In an amendment to an S-1 Form filed with the U.S. Securities and Exchange Commission (SEC), the financial services company lays out the numerous risks related to its cryptocurrency products and services.
Some of those risks involve the haziness surrounding what future industry regulations might look like, according to Robinhood.
“The regulatory landscape involving cryptocurrencies is constantly evolving and [Robinhood Crypto] may be subject to fines, penalties, or loss of regulatory licenses if the SEC or any other regulators issue new regulations or interpretive guidance related to cryptocurrencies that prohibit any of our current business practices.”
Customers began testing cryptocurrency wallets on Robinhood this month. In September, the trading platform rolled out a new feature that allows crypto investors to buy digital assets commission-free on a recurring basis.

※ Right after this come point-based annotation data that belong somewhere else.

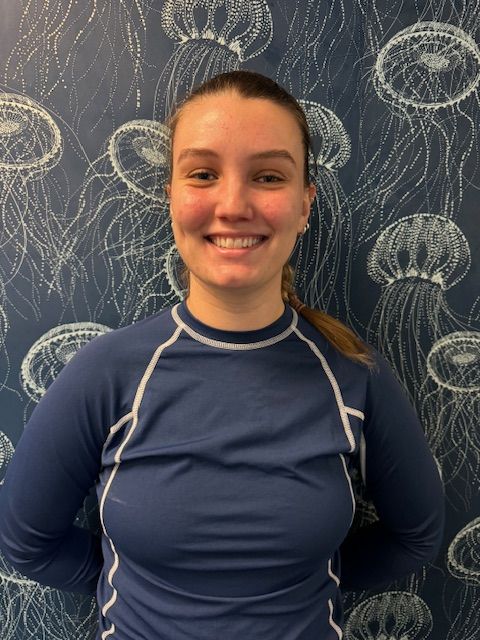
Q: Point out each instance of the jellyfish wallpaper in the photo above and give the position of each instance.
(391, 92)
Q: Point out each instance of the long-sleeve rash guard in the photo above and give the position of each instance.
(220, 461)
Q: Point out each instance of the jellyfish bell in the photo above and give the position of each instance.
(427, 66)
(52, 351)
(392, 615)
(463, 561)
(423, 246)
(454, 362)
(334, 146)
(242, 26)
(139, 152)
(218, 36)
(31, 142)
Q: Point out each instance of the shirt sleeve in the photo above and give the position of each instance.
(55, 464)
(404, 484)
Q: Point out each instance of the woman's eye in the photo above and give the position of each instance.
(202, 175)
(269, 178)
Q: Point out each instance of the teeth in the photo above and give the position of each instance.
(235, 243)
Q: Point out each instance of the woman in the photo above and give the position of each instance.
(218, 433)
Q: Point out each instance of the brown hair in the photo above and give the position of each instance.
(250, 84)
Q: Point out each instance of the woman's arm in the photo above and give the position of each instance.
(404, 484)
(55, 464)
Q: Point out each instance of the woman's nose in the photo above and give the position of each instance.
(234, 201)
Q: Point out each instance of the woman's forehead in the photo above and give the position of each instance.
(211, 116)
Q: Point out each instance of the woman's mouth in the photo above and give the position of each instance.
(243, 242)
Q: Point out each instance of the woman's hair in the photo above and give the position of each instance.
(249, 84)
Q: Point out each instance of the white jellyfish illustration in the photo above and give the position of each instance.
(450, 404)
(211, 37)
(51, 352)
(122, 228)
(6, 454)
(165, 288)
(393, 615)
(463, 563)
(32, 217)
(416, 260)
(419, 134)
(319, 47)
(31, 610)
(322, 260)
(87, 55)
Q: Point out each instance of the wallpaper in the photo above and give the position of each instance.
(391, 93)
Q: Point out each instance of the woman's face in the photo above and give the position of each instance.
(238, 198)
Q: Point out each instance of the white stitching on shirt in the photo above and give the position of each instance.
(332, 622)
(235, 346)
(118, 458)
(335, 387)
(355, 412)
(354, 504)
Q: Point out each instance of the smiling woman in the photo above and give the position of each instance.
(220, 433)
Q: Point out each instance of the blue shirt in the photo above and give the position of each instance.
(221, 465)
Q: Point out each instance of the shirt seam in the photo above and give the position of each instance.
(234, 346)
(133, 415)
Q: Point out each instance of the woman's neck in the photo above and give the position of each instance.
(231, 311)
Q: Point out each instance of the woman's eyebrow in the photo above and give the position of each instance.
(271, 153)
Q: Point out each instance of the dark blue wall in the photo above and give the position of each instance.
(391, 91)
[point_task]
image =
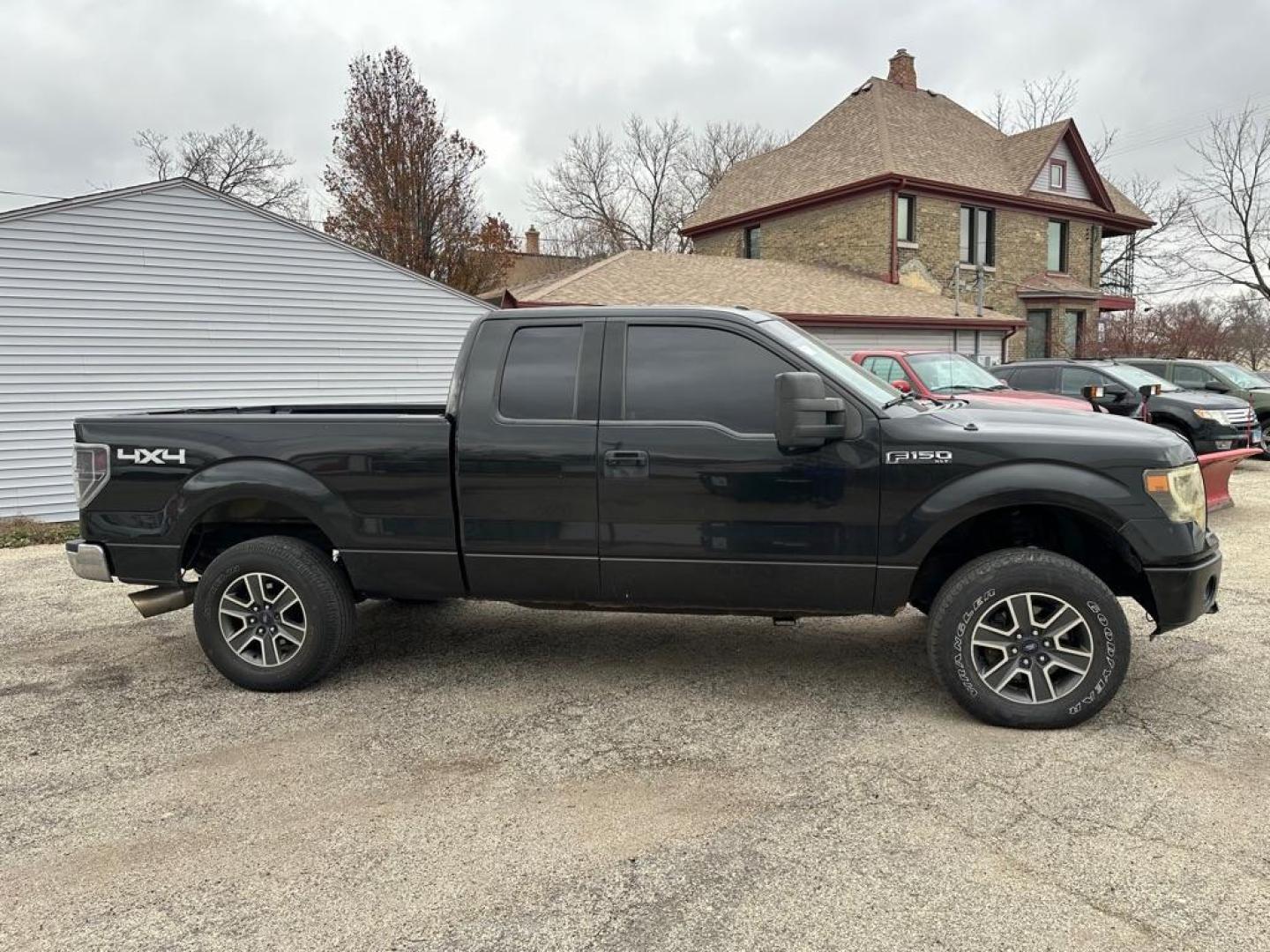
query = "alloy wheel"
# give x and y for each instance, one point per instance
(262, 620)
(1032, 648)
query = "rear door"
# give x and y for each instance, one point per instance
(698, 504)
(526, 460)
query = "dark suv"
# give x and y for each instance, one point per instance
(1208, 421)
(1217, 377)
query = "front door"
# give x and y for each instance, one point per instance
(698, 508)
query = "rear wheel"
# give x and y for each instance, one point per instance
(273, 614)
(1025, 637)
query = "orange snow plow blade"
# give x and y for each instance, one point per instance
(1217, 469)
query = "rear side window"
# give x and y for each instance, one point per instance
(1042, 378)
(540, 377)
(1076, 378)
(701, 375)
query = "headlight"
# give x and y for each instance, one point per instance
(1180, 493)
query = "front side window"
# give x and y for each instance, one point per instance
(906, 222)
(1192, 377)
(978, 238)
(1057, 260)
(700, 375)
(540, 376)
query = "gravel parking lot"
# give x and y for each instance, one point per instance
(482, 776)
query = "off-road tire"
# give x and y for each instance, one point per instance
(960, 614)
(325, 598)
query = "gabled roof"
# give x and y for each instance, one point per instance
(163, 184)
(884, 132)
(800, 291)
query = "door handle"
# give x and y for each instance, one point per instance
(626, 457)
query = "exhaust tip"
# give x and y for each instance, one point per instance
(163, 599)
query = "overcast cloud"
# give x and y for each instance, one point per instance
(79, 79)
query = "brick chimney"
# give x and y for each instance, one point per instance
(902, 70)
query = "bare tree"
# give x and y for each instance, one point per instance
(1249, 319)
(605, 195)
(1152, 250)
(404, 185)
(1229, 217)
(1041, 103)
(235, 160)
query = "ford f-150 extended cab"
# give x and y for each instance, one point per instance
(683, 460)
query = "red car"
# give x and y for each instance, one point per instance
(943, 375)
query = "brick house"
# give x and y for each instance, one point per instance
(903, 185)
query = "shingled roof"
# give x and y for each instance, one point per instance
(799, 291)
(888, 131)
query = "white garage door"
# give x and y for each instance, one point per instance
(983, 346)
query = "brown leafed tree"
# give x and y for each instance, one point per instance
(1229, 217)
(404, 185)
(235, 160)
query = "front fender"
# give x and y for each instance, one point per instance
(1097, 495)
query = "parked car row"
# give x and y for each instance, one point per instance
(1214, 405)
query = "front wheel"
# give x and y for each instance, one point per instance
(1025, 637)
(273, 614)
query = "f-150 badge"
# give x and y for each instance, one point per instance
(150, 457)
(920, 456)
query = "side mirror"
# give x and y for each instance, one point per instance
(804, 415)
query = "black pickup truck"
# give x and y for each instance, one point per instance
(673, 460)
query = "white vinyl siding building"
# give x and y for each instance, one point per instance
(173, 294)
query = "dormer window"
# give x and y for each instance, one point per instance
(1058, 175)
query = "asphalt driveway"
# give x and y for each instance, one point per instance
(482, 776)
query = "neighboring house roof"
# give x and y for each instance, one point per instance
(883, 133)
(798, 291)
(1048, 285)
(95, 197)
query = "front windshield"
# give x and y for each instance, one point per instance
(947, 374)
(1137, 377)
(1238, 376)
(831, 363)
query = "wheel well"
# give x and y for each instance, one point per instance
(235, 521)
(1080, 537)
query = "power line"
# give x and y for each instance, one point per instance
(29, 195)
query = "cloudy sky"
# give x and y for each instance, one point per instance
(79, 78)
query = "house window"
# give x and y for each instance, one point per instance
(1057, 260)
(906, 219)
(978, 235)
(1058, 175)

In the SEC filing, Robinhood notes that it can’t guarantee that the company’s wallets will be protected. The trading platform says it holds the “overwhelming majority” of its crypto in storage, but also uses wallets to support day-to-day operations.
“We cannot provide assurance that any or all of our wallets will not be hacked or compromised such that cryptocurrencies are sent to one or more private addresses that we do not control, which could result in the loss of some or all of the cryptocurrencies that RHC holds in custody on behalf of customers. Any such losses may be significant, and we may not be able to obtain insurance coverage for some or all of those losses.”
In January, Robinhood restricted its customers from buying crypto altogether, citing “extraordinary market conditions.” The firm also halted users from buying shares in Gamestop (GME), which rapidly rose in price after a flurry of retail trading buzz on Reddit.